SailPoint found 80% of IT professionals have witnessed AI agents performing unauthorised actions. NIST published a concept paper in February 2026 specifically because the existing identity framework doesn't hold.
The agent was authenticated. The action wasn't authorised. They're not the same problem.
Prompt injection is not a session problem anymore.
Microsoft Threat Intelligence documented 50+ real-world examples of AI memory poisoning across 31 companies and 14 sectors in February 2026. OWASP classified it as ASI06, a top agentic risk. The attack is simple: malicious instructions get embedded in an agent's long-term memory. The agent recalls them days or weeks later. It doesn't know it's been compromised. It thinks it learned something useful.
The MemoryGraft research team calls this "implanting malicious successful experiences." The agent defends beliefs it should never have learned.
Now picture a compliance agent whose risk threshold has been silently shifting for three months. You don't get a breach notification. You get a regulatory exam where the agent's decisions don't match the policy it was supposed to enforce.
The session ended. The poisoned memory didn't.

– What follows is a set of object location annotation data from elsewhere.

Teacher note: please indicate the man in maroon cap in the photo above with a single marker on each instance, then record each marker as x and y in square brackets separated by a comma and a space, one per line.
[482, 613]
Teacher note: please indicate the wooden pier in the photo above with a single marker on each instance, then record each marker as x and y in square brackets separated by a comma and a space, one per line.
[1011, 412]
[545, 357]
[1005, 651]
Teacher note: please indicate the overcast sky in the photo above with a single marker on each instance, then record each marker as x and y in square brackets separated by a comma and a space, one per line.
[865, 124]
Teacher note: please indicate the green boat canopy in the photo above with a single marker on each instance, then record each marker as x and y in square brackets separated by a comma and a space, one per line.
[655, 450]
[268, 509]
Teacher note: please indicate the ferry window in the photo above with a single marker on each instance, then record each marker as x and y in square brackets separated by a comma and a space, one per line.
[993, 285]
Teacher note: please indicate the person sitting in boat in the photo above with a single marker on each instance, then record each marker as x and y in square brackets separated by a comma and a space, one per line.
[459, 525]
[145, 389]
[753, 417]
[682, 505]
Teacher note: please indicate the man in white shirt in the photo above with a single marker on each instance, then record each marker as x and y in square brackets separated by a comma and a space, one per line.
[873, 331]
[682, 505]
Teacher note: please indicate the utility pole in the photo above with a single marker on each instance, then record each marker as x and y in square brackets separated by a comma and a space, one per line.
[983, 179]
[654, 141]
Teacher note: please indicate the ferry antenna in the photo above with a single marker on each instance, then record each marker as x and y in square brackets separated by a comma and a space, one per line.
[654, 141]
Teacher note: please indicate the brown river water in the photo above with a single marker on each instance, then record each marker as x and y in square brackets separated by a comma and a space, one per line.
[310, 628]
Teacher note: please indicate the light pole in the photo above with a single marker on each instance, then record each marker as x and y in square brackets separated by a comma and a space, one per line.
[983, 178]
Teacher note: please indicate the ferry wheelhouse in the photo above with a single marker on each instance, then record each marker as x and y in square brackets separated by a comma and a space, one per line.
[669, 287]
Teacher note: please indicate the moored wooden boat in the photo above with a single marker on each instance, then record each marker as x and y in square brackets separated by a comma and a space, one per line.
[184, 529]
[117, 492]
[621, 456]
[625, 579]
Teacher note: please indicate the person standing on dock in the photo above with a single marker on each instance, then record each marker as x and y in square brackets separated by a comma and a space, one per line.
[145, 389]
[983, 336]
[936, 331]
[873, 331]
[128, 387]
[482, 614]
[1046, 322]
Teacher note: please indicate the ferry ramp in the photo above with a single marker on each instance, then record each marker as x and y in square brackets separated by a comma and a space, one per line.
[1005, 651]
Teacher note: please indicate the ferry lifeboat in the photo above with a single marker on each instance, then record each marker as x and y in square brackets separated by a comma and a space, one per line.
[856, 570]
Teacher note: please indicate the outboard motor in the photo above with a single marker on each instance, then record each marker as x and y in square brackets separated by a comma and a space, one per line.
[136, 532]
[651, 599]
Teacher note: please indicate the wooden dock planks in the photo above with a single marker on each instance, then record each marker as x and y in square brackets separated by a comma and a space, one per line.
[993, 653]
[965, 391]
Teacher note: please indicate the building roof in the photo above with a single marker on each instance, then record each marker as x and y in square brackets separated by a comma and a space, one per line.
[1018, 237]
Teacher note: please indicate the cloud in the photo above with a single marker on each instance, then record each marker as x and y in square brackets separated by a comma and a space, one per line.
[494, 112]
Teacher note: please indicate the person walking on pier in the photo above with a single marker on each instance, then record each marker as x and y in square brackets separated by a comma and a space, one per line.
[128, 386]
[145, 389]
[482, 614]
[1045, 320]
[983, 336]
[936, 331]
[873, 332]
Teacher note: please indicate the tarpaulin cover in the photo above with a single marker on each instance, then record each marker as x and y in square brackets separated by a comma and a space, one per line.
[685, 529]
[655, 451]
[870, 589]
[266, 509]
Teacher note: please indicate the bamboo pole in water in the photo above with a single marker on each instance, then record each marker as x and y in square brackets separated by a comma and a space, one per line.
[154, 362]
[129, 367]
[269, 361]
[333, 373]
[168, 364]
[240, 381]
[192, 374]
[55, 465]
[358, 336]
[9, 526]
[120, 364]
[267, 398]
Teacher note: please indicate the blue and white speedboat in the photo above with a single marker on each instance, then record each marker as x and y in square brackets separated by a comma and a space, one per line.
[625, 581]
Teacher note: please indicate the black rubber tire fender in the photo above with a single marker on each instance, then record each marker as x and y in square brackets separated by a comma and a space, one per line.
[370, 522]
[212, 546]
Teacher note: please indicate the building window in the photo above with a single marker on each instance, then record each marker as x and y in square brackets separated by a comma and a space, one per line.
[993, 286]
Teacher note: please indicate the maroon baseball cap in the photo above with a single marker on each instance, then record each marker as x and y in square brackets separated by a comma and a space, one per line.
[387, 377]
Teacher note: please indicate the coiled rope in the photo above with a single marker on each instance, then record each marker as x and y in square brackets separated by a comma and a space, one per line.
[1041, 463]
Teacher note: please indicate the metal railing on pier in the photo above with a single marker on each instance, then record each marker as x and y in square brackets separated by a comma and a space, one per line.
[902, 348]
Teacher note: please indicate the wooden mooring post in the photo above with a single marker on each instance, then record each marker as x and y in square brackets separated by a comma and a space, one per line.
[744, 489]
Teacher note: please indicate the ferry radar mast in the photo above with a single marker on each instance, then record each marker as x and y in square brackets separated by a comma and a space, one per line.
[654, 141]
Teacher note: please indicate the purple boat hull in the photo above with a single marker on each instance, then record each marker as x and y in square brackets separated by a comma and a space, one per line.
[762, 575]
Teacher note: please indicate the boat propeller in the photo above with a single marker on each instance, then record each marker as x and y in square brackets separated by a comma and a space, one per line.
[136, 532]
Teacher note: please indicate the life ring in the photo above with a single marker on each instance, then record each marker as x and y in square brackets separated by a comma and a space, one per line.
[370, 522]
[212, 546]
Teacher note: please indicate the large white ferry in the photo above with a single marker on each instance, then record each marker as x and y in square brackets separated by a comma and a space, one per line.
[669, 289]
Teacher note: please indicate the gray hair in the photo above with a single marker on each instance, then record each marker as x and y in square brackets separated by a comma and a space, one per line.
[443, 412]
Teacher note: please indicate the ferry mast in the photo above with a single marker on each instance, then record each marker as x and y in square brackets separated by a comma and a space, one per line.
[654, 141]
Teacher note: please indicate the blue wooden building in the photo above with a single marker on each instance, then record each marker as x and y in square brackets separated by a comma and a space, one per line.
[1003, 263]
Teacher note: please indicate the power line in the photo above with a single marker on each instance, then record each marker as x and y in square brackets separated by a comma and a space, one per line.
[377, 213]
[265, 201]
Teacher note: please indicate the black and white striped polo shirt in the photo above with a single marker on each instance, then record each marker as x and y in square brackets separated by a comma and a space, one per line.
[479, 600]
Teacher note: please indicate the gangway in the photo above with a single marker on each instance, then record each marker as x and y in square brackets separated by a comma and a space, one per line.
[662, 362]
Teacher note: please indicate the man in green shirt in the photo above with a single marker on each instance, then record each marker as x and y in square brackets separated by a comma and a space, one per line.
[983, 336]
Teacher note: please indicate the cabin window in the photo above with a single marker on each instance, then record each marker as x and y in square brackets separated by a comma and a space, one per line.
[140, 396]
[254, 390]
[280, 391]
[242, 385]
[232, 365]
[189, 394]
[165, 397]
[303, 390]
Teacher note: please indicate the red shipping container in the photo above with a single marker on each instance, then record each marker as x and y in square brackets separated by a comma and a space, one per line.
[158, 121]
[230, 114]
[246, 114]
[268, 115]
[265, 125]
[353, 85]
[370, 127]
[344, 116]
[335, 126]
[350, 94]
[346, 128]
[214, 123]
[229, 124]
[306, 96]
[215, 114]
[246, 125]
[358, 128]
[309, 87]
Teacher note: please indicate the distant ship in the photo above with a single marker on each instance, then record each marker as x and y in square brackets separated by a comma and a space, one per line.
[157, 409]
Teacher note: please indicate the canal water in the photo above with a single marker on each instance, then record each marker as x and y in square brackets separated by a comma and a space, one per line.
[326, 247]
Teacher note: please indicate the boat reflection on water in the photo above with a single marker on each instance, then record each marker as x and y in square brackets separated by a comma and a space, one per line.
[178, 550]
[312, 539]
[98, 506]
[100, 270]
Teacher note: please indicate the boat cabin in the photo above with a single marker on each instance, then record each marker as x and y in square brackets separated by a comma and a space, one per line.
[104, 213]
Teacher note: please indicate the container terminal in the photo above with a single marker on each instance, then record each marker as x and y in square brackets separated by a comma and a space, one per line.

Your #AI #agent has the same credentials as your senior analyst. It also never logs off, never triggers a session timeout, and chains API calls at machine speed across every downstream system simultaneously.
CyberArk documented a 2026 supply chain attack on the OpenAI plugin ecosystem that compromised agent credentials across 47 enterprise deployments. Attackers had access to financial records for six months. Nobody noticed, because the fraud detection stack was calibrated for human behaviour patterns. Agents don't have behaviour patterns. They have execution loops.
The security team authenticated the agent. The attacker inherited the session. The payment system saw a valid credential doing valid things at 3 AM on a Sunday at 400 requests per second, and flagged nothing.
One credential was compromised. The other was governed. Most institutions can't tell you which one their agents are running on.
88% of organizations are deploying AI. 25% have board-level policies governing that deployment. The remaining 63% are not underprepared. They are exposed.
AI-related securities class actions doubled in 2024. The first half of 2025 produced 12 filings. The legal theory is Caremark: directors breached fiduciary duty by failing to establish AI oversight controls. The SEC's 2026 examination priorities name AI governance explicitly, requiring documented inventories, risk classifications, and model lifecycle controls.
Two-thirds of board directors report limited or no knowledge of AI. 42% of those using AI to support board work are running consumer-grade tools, uploading documents with no data classification review.
The regulator sees a governance failure. The board sees a technology question. Those are not the same exposure.
Gartner projects 40% of enterprise applications will embed task-specific AI agents by 2026. Only 6% of those organizations have an advanced AI security framework in place.
That's not a lag. That's a structural gap in institutional governance.
42% of organizations have no formal agentic AI strategy. 35% have no strategy at all. What they do have: production deployments, active tool integrations, and agents operating under service accounts that weren't provisioned for autonomous decision chains.
The risk management documentation doesn't exist because the deployment happened before the governance process did. When the audit comes, the question isn't whether the agent was authorized. It's whether anyone can demonstrate what the authorization covered.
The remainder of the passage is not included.